Josephson anomalous vortices
Dan Crawford, Stefan Ilić, Pauli Virtanen, Tero T. Heikkilä
TL;DR
The paper introduces Josephson anomalous vortices (JAVs) in Josephson junctions where a ferromagnetic weak link with strong spin-orbit coupling supports circulating currents without an applied phase bias. Through symmetry analysis, it identifies a rotary invariant in the free energy that yields magnetoelectric coupling even when the Lifshitz invariant vanishes, and a microscopic Usadel-model calculation provides expressions for $d_k$ and $e_{jk}$ and demonstrates control of the vortex by gate-tuned Rashba SOC islands.

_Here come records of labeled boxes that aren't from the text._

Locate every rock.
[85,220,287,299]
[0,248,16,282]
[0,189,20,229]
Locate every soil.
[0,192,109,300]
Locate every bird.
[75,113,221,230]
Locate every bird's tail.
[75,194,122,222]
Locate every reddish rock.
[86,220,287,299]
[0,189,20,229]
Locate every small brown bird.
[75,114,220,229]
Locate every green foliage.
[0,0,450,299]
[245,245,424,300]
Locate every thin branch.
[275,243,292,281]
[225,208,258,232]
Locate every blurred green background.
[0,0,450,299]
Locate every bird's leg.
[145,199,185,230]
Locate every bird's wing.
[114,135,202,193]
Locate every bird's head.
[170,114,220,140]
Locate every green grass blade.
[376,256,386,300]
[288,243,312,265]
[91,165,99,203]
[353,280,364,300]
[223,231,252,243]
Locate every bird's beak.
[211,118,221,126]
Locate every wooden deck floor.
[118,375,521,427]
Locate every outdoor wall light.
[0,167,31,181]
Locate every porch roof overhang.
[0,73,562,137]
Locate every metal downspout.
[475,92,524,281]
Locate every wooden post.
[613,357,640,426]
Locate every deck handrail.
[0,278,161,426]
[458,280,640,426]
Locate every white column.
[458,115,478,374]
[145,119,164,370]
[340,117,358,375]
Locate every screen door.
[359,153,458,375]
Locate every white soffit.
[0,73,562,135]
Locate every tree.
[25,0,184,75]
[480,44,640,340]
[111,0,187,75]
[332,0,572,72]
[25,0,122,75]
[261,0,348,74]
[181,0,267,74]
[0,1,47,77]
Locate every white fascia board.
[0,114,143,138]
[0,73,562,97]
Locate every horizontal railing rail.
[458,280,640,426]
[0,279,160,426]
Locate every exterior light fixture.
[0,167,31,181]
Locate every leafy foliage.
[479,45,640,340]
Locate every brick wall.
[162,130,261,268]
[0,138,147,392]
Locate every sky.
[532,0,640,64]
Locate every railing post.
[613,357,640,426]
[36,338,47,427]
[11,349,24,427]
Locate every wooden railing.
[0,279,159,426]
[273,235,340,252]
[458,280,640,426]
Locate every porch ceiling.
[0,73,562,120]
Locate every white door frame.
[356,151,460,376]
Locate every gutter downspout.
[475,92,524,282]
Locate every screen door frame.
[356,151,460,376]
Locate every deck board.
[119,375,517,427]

The circulating currents are described by ${\bm J}_{\rm rot} = 2 e \zeta ( f_s \nabla \times f_z^* + f_s^* \nabla \times f_z )$ and are accompanied by textures in the triplet components ${\bm f}_t$. The work suggests detection by scanning magnetometry and gate-based manipulation of Rashba islands to realize and control the JAVs, advancing superconducting spintronics and topological vortex matter.
Abstract
We show that vortices with circulating current, related with odd-frequency triplet pairing, appear in Josephson junctions where the barrier is a weak ferromagnet with strong spin-orbit coupling. By symmetry analysis we show that there is an additional term - a rotary invariant - in the superconducting free energy which allows for magnetoelectric effects even when the previously considered Lifshitz invariant vanishes. Using a microscopic model based on a modified Usadel equation incorporating those effects, we show that the size, shape, and position of these vortices can be controlled by manipulating Rashba spin-orbit coupling in the weak link, via gates, and we suggest that these vortices could be detected via scanning magnetometry techniques. We also show that the transverse triplet components of the pairing amplitudes can form a texture.